Wednesday, August 07, 2013

The best way to keep your phone charged is not to use your phone?

My iPhone was driving me crazy. The battery just wasn’t lasting unless I turned everything off, but what’s the point of a smartphone without location services and GPS? I finally gave up and bought a Mophie case with an external battery; to demonstrate how much I needed it, I couldn’t get the Apple Store app to work correctly so that I could just point at it and walk out with it, because location services were turned off for that app. Jeesh. If that’s the way things are, I might as well go back to a Touch. Anyhow, I charged the Mophie up last night and now I’m putting it through its paces to see how long it takes to drain. It does weigh more than a naked phone, needless to say, but not so much that it’s terribly bothersome. Whether I’ll use it all the time or just occasionally remains to be seen. Either way, I feel better having technology that I can use at its limit, rather than limiting how I use my technology. As I said, if it’s not doing what it’s supposed to do, what’s the point?

[24 hours later]

Used it all day, including a couple of hours of Bluetooth, all preferred location services set on stun, etc., etc. All in all, a typical day. This morning, when I checked, I was finally off the Mophie backup and into the iPhone battery (whieh said 98%). In other words, the Mophie can get me through anything I throw at it, which juice to spare. Excellent. I probably won't use it on a normal working day, because the extra weight is, well, extra weight, but weekends and debate trips? Moph it is!

Meanwhile, JV, Kaz and I are beginning to explore the tabroom tabbing software (which I have to admit sounds redundant). We got off with a misfire Monday, stupidly looking for the application in all the wrong places, but CP, who is too busy planning his trip to London to reclaim the family duchy* to bother with the likes of us, found a minute to set us straight. And so, we're off. I'll report on progress as I see it. If you're wondering why we're doing this at all, given that we have a system that theoretically works already, well, first of all, TRPC is short for this world at the level of Basic being able to run on modern Windows systems. And as we move to MJP pretty much everywhere, CP claims that the new system works much better than what we're doing now, which is at an average tournament of about 100, TRPC finds judges for 75% of them and we have to manually do the rest. As he says, a computer can juggle numbers better than we can, provided the computer is set up right. Add to this the intriguing bells and whistles of online balloting and it's a gimme. So while we are, like all users, fearful of change, we are nonetheless gung-ho about the benefits of the change.

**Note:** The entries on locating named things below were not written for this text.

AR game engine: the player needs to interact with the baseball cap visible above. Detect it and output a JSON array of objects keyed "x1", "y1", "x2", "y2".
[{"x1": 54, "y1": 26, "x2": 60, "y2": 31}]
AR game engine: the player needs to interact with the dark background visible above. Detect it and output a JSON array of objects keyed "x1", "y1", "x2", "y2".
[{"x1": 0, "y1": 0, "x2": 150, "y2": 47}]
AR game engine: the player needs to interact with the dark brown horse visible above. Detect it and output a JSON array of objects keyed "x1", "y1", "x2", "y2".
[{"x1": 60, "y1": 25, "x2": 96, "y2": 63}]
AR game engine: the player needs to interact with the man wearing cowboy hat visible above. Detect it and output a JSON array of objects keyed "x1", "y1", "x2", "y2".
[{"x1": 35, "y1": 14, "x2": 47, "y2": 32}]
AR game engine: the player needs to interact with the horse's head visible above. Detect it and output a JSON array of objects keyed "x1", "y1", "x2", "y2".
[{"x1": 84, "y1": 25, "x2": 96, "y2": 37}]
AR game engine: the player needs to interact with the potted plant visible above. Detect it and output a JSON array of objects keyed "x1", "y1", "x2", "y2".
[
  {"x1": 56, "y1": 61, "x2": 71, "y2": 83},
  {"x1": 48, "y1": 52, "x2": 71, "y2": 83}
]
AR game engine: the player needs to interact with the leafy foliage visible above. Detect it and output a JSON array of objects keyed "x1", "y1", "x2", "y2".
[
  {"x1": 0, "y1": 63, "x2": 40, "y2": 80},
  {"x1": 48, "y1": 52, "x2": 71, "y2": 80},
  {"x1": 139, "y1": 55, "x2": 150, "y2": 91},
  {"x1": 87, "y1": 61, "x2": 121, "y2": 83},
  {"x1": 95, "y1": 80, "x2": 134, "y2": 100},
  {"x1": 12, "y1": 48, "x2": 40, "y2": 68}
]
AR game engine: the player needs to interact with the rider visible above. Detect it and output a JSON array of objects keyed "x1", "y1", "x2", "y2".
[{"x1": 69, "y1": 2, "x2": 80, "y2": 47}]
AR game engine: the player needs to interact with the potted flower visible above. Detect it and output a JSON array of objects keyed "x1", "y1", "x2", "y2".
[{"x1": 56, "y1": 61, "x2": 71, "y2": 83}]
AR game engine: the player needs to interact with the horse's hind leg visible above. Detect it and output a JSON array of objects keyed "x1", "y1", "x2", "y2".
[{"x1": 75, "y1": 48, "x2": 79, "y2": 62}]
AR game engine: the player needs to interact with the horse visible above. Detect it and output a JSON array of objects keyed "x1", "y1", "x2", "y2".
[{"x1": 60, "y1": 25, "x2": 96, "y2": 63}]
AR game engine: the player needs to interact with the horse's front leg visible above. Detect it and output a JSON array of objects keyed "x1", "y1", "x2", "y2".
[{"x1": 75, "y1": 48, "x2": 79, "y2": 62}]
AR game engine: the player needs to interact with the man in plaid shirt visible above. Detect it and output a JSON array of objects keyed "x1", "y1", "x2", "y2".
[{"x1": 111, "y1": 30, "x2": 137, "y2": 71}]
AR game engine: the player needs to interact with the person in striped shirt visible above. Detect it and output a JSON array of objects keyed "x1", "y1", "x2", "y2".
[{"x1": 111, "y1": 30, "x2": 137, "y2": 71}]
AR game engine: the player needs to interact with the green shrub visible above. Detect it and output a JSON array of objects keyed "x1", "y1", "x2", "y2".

Oh, yeah. I was reading The Second Sex but got interrupted by the new Bertie and Jeeves pastiche. I'll bet that happens to de Beauvoir fans all the time. I'll get back to her as soon as Jeeves gets Bertie out of all that trouble he inevitably gets into. (More importantly, CLG was right: TSS is the book to recommend as a starting point for feminism.)


*CP's family duchy is actually in France, I think, but let's face it. France, England, they're all Europe, right? What difference does it make?